Jeremy's Weblog

I recently graduated from Harvard Law School. This is my weblog. It tries to be funny. E-mail me if you like it. For an index of what's lurking in the archives, sorted by category, click here.

Thursday, August 26, 2004

Last post ever about "Dracula," the Broadway musical I saw last week, hated, and correctly predicted the critics would hate too.

From The Village Voice:

The Frank Wildhorn Dracula is not the worst musical ever written. But that's only because of its truly remarkable failing: It isn't extreme enough to be a worst. It doesn't commit any of the excessive, demented gaffes that make a truly disastrous musical something for the record books. No, what's remarkable about Dracula: The Musical is that, having begun with some of the most powerful source material that popular literature can offer the theater, it achieves absolutely no effect. Nothing is dramatized; nothing is expressed; nothing is frightening or moving or shocking or even campy; everything simply drifts by, pointlessly, from beginning to end.

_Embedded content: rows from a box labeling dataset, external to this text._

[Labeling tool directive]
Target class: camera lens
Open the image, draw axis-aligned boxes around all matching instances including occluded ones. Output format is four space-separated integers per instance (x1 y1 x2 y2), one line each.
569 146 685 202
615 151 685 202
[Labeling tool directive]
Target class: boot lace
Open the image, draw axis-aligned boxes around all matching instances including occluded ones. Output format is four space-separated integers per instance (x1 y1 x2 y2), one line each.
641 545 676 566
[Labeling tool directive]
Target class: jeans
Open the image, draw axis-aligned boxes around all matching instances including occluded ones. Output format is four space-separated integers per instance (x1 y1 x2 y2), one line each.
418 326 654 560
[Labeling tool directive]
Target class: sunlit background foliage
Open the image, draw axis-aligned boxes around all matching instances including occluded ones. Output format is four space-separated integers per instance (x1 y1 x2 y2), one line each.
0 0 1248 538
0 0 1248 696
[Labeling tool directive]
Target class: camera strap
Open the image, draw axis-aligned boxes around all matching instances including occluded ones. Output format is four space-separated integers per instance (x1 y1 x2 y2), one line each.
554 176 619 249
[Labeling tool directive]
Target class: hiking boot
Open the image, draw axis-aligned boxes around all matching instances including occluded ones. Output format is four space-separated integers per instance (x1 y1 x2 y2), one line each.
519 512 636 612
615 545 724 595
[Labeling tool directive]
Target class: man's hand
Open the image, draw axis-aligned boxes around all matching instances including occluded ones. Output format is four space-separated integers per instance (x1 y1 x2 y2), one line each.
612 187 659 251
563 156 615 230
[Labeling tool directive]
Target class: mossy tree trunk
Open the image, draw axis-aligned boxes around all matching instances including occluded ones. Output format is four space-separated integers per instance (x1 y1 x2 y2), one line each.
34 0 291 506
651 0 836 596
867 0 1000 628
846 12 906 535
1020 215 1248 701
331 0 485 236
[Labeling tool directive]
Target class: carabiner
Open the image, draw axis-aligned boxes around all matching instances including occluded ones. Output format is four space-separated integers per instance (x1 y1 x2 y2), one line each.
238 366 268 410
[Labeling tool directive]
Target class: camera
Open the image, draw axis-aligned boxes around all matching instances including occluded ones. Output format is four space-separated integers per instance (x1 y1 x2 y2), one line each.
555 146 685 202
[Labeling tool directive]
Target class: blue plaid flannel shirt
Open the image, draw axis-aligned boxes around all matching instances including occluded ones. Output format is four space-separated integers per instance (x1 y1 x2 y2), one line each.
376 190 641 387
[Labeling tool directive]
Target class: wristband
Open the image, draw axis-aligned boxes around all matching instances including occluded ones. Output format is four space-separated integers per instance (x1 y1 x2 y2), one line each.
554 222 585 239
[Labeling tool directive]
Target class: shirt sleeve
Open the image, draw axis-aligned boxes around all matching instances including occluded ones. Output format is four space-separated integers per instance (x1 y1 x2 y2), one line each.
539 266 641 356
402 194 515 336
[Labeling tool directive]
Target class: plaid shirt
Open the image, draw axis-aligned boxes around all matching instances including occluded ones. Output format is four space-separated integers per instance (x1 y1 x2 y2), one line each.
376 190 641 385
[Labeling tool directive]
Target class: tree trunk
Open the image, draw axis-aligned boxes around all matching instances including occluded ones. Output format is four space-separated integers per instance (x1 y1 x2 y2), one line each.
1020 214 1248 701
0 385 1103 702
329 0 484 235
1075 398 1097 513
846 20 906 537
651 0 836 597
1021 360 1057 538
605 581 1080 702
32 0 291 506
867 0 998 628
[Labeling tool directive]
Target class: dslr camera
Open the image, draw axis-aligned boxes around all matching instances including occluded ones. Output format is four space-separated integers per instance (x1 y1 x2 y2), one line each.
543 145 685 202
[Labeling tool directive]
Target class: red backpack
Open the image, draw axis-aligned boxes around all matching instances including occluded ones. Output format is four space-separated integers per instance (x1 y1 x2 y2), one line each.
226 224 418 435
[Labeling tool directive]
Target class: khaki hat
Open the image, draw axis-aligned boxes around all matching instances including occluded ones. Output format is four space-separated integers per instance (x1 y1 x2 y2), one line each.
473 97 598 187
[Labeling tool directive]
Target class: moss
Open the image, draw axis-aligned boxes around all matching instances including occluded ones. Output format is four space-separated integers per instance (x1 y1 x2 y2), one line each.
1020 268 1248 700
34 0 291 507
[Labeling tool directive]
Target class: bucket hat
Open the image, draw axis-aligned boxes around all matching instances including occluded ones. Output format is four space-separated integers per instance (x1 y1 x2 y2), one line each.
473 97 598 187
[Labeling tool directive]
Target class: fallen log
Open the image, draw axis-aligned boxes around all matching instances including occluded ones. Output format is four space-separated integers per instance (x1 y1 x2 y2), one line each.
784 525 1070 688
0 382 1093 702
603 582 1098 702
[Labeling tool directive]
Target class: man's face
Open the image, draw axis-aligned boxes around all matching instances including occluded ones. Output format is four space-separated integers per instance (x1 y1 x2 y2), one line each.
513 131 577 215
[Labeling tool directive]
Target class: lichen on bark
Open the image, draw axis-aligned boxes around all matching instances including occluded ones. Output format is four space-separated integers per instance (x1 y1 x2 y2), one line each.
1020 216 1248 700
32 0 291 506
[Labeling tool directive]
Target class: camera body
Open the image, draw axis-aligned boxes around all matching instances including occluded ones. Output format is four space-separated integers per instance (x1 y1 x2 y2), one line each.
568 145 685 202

....Everything fits together with such perfect lack of interest that you can't even tell whom to blame. Can Christopher Hampton's book really be as incoherent as Des McAnuff's staging makes it look, or is McAnuff's problem the steadfast refusal of Heidi Ettinger's endlessly gliding sets to provide any visual focus whatever? Are Don Black's lyrics really such lumpy, concrete-block obstacles to the remorseless, pallid flow of Wildhorn's score, or does the score's characterless whine come from the ineptitude of Acme Sound Partners, making every note rattle like a telegraph key in a buried tin box?

No real point to this post, other than that I like reading bad reviews.